In this analysis, we did not find strong evidence for differences in LEP vs LEPR wt/- phenotype. Differences may be expected (1) if leptin signaling is achieved other than through activating the leptin receptor, thus leading to a more impaired phenotype in (partial) leptin deficiency than in (partial) leptin receptor deficiency. On the other hand, differences may also be expected (2) if leptin receptor function independent of the classic metabolic signaling as described in [117] is considered, thus putatively leading to more severe impairment in (partial) leptin receptor deficiency than in (partial) leptin deficiency, regardless of leptin values. However, if the highly interwoven function of leptin and leptin receptor are considered, no consistent differences should be expected in the phenotype of LEP vs LEPR wt/- phenotype. To our knowledge, no studies have been performed investigating differences of phenotype in LEP vs LEPR -/- subjects. This topic should be a future subject of investigation.

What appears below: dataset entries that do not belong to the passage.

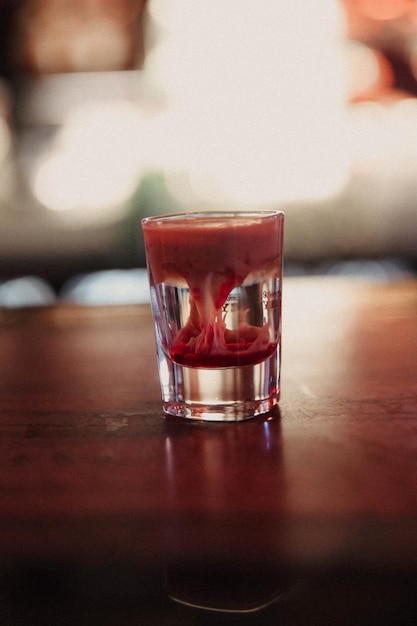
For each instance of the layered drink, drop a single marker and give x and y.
(215, 282)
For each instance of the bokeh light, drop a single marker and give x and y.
(257, 95)
(96, 160)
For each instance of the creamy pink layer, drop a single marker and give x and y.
(190, 247)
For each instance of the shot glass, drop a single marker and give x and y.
(215, 282)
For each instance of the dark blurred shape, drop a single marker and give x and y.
(26, 291)
(55, 36)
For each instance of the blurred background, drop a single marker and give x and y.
(112, 111)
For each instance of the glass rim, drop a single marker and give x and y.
(212, 214)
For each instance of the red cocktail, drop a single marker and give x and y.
(215, 283)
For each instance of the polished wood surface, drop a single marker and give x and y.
(92, 476)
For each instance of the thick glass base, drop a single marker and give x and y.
(220, 394)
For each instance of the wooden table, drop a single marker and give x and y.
(107, 508)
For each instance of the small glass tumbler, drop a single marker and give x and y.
(215, 282)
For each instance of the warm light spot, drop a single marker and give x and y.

Partial leptin and leptin receptor expression and activation of central and peripheral compensatory mechanisms in LEP/LEPR wt/- may explain (1) heterogenous findings regarding phenotype as observed in this review (2) lack of severe phenotype in LEP/LEPR wt/- in most cases. The question, why humans present LEP/LEPR wt/- variants and why heterozygosity does not seem to severely impair carriers is challenging. In general, effects of heterozygosity for specific alleles may be described in an evolutionary perspective as disadvantageous or advantageous. It is conceivable that heterozygosity for LEP/LEPR may confer phenotypic advantage in certain environments. Saeed et al. commented on the high prevalence of LEP variant p.G133Vfs*15 in Pakistan and discussed this variant as a “founder mutation,” suggesting a possible “heterozygote advantage” [86, 95]. Also for certain LEPR mutations detected in Reunion Island, France, a founder effect has been discussed [93]. It must be considered that there could also be a regional reason why these variants offer an advantage there.

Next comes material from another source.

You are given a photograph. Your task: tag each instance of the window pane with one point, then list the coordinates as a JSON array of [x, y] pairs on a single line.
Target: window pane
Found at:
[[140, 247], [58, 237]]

LEP and LEPR heterozygosity seem to confer “thriftiness” to their carriers, as observed in an animal study by Coleman et al. LEP and LEPR heterozygosity lead to prolonged survival in starvation in mice, due to probable increased metabolic efficiency in heterozygous mice if compared to wt/wt [42]. The thrifty gene hypothesis suggests that individuals more prone to store energy or to metabolic efficiency profit during famine times [118]. This hypothesis has been questioned later for being simplistic, but may partly explain recent increase of obesity and diabetes [119]. Evolutionary pressure for efficient energy storage may be the underlying mechanism favoring LEP/ LEPR wt/- in certain environments and ethnic groups. Evidence for metabolic differences arising under adipogenic conditions in LEP/ LEPR wt/- vs wt/wt was provided in several animal studies [40, 49, 51].

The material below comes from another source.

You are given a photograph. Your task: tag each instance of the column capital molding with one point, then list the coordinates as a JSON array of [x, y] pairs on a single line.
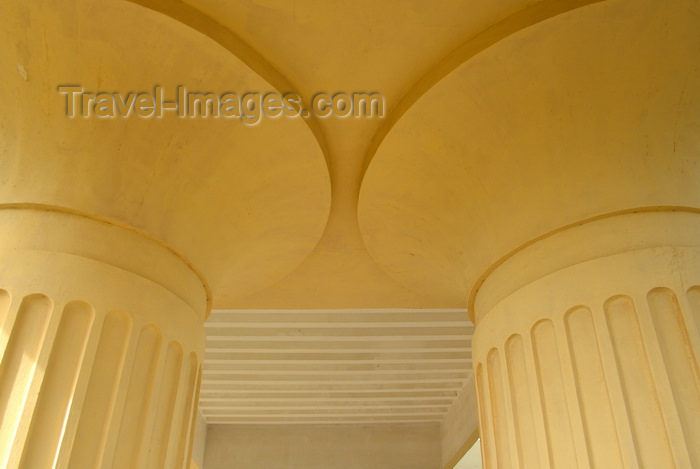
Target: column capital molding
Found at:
[[61, 233], [593, 238]]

Data were found mainly in reports focusing on clinical presentation of -/- subjects with LEP/LEPR variants, in which wt/- relatives were sparely mentioned. This led to a heterogeneous pool of data and scarce information spectrum on human heterozygotes. Moreover, a diagnostic and reporting bias may be underlying. Moreover, we did not compare phenotypes in different ethnic groups. The effect of variants in different genetic backgrounds may lead to a more or less pronounced influence on weight and energy homeostasis and also the effect of a different environment (more or less obesogenic) on the carriers of different variants may lead to an influence on weight and energy homeostasis. Furthermore, the pathogenic degree may vary among variants reported, but no sufficient data on functional studies were available. Effects of LEP/LEPR heterozygosity on other organ systems should be investigated, since studies on homozygous phenotype observed leptin influence on lung development [45, 120], bone architecture [47, 92], and cognitive performances [121, 122].